Solen Mainguené |
Ya no volveremos a ver a Halffter frente a la Sinfónica hasta la próxima temporada, cuando la dirija en dos de los cuatro títulos líricos programados y en una gala especial conmemorativa del 25 aniversario del Maestranza y la orquesta. Éste fue por lo tanto su último concierto de abono con un conjunto que en los últimos años se ha mostrado presuntamente incómodo con el director madrileño, quien al margen de los motivos de tal desencuentro se ha revelado toda esta década al frente de la formación como un excelente director y uno de los que mejores prestaciones ha extraído de la misma.

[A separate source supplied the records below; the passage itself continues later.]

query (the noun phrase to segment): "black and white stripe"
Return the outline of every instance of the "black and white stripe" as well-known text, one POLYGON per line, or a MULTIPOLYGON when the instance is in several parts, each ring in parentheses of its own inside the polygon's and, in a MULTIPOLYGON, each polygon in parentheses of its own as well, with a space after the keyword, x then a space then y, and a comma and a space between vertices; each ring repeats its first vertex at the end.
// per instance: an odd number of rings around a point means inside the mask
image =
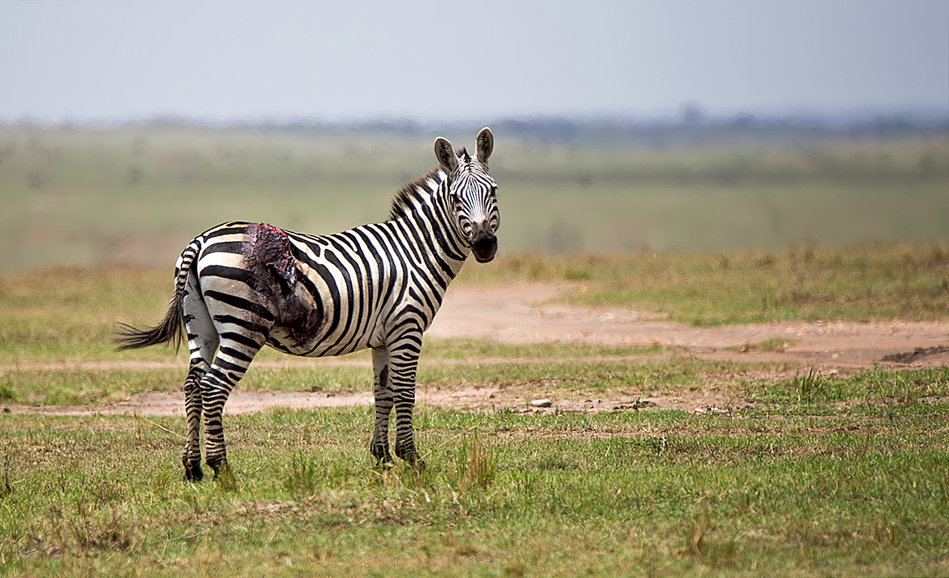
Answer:
POLYGON ((308 357, 371 348, 372 454, 392 461, 388 424, 395 409, 396 456, 424 466, 412 435, 422 332, 467 256, 487 262, 497 249, 491 130, 476 142, 472 158, 436 140, 439 166, 399 192, 387 221, 325 235, 231 222, 188 244, 163 321, 144 329, 125 326, 118 338, 121 348, 132 348, 187 334, 185 479, 202 477, 202 420, 205 460, 215 475, 227 467, 221 412, 264 345, 308 357))

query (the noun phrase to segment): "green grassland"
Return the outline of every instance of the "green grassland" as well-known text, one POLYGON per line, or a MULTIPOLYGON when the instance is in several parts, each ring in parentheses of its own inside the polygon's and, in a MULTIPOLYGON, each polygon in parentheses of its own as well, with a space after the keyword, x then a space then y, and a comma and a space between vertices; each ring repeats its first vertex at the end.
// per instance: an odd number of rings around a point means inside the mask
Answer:
POLYGON ((0 572, 949 573, 946 406, 825 408, 422 407, 422 474, 371 465, 370 408, 274 410, 229 419, 236 481, 199 485, 177 420, 0 415, 0 572))
MULTIPOLYGON (((615 286, 642 277, 638 268, 694 287, 729 278, 709 281, 709 270, 763 268, 785 284, 800 272, 792 262, 814 264, 809 274, 830 261, 879 272, 928 255, 925 266, 904 268, 908 289, 876 298, 891 311, 915 303, 913 288, 932 270, 945 274, 940 251, 529 255, 473 269, 459 282, 572 280, 586 287, 578 297, 628 304, 638 297, 615 295, 615 286)), ((107 343, 118 320, 154 323, 170 285, 167 270, 0 277, 0 401, 96 404, 179 391, 182 354, 120 354, 107 343), (151 370, 16 367, 176 359, 177 368, 151 370)), ((674 292, 661 304, 689 318, 693 301, 674 292)), ((716 308, 743 319, 757 305, 716 308)), ((835 311, 851 318, 851 309, 835 311)), ((252 366, 240 386, 365 391, 370 375, 364 365, 252 366)), ((198 485, 180 481, 180 418, 0 413, 0 574, 949 575, 949 368, 822 375, 661 347, 426 339, 419 383, 554 400, 714 389, 734 402, 701 415, 420 404, 422 474, 375 468, 368 407, 229 416, 235 481, 198 485)))

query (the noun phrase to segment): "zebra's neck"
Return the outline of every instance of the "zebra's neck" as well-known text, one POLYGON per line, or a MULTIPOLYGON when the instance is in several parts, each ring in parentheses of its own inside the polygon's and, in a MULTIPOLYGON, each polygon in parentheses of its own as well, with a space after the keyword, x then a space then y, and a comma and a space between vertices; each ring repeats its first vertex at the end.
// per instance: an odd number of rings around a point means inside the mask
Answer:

Interpretar la Novena de Beethoven precedida de Un superviviente en Varsovia no es ninguna novedad. De hecho es un programa relativamente frecuente, con el que parece se quiere reflejar el horror más nauseabundo, el del holocausto nazi, en transición hacia la esperanza y el humanismo más exultante. Algunos directores, como por ejemplo Rattle, prefieren interpretar ambas piezas sin pausa, como un bloque. De Schönberg Halffter ofreció una versión musculosa y notable en la exposición de detalles, pero sin lograr la combinación de espanto y triunfo que la partitura exige. Silins logró ser un narrador desgarrado y escalofriante, con ayuda de la amplificación. Pero el coro se mantuvo por debajo de sus posibilidades expresivas y quedó definitivamente sepultado bajo la saturación orquestal del clímax.
Egils Silins |
Los tres primeros movimientos de la página beethoveniana sonaron impolutos, correctos hasta la perfección sonora, perfectamente articulados, pero no añadieron nada nuevo a una página tantas veces transitada, ni en expresividad ni en emoción. La misma suerte corrió el movimiento coral, con una poderosísima aportación de Íñigo Sampil, que hizo del Coro de Amigos del Maestranza un instrumento estremecedor, mientras en las voces solistas hubo un desequilibrio notable protagonizado por la potentísima voz de la soprano francesa, que hizo inaudible la voz pequeña de Alexandra Rivas y apabulló a sus otros dos compañeros, un Egils Silins que exhibió más vibrato que en su aportación como narrador a la página anterior, y un Solá que cumplió en voz, fraseo y articulación. Fue en definitiva una versión potente y vigorosa de la Sinfonía Coral, de alta calidad aunque no especialmente memorable.